The first half of the film has our 16th President of The United States, going from place to place trying to reason with his cabinet and hesitant democrats who would rather end a war than terminate slavery. Violence, abuse and the nation-wide debasement of an entire race, albeit wrong, is the way things are in 1860 and no one likes change, especially in the midst of loss.

Lincoln is caught in an existential bind. The more he tries to placate, the more democrats rise against him. To prove his point, Lincoln quotes Euclid, who was the emperor of equality, so to speak. As it is in nature, he suggests, so it is with men: all sides are equal. Lincoln begins to win both ally and adversary to his cause, due in no small part to some one of a kind bullying by Thaddeus Stevens. Lincoln employs guile and good nature to illustrate his cause, but once he is rebuffed, he is a dynamo of coal and brimstone. The table shakes under his slap. And it is then we see an echo of Daniel Day-Lewis' monstrous bloodletters, consumed by ambition. A duality of nature, both fire and kind function existed in this man.
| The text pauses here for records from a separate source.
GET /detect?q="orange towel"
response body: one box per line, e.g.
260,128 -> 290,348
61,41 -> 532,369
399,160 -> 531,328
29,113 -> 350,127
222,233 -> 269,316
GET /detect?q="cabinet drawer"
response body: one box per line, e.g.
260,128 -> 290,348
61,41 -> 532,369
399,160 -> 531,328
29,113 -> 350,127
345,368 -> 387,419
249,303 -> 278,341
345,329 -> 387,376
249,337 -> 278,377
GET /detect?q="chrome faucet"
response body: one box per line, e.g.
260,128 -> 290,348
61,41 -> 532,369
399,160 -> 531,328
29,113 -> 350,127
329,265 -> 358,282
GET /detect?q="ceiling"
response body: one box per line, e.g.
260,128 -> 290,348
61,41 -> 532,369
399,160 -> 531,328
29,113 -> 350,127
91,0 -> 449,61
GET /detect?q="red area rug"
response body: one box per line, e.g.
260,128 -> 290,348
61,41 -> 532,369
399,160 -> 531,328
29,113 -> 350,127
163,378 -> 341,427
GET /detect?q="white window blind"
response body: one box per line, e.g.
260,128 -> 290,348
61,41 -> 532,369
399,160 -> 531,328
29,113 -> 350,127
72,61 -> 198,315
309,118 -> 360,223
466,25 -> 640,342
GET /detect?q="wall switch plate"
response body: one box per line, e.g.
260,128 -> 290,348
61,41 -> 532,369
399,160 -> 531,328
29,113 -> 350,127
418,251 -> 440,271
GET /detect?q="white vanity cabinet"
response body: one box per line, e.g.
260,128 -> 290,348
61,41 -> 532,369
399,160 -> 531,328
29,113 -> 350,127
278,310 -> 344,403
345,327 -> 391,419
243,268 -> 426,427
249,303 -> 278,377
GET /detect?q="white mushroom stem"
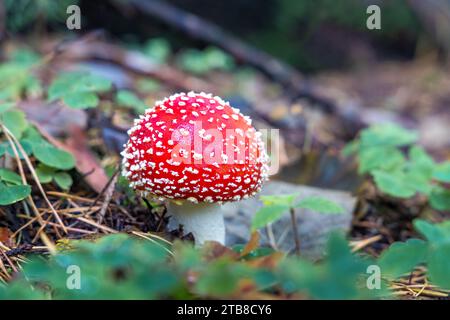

The most interesting aspects of the film is Lincoln's nonchalant humor  and Mary Todd Lincoln's fearful dominance, despite her small stature. Cloaked under her huge billowing skirt, she trembles over her husband as a wild mushroom, saturated with toxicity and invective.

As Mary says at one outing in paraphrase: Do as I say. Mary is the one person that Lincoln is afraid of.

The pacing is brisk throughout, making this film a solid and active history. Thaddeus Stevens' rolling volcanic outbursts offer a light irreverence to Lincoln's saturnine smiles, who is not beyond poking at himself.
"You know Mary, we should be happier. We're miserable." He admits with a sad smirk.

"Lincoln" finally showcases the man, the icon-as- president and the actor Daniel Day-Lewis as a Humanist instrument. As he explosively fires at his wife and then his cabinet, he shuffles off in an odd hopping tread: a man in an ordinary black blanket, a pilgrim and a president, who has extinguished himself in battle to become part of our collective  transformation.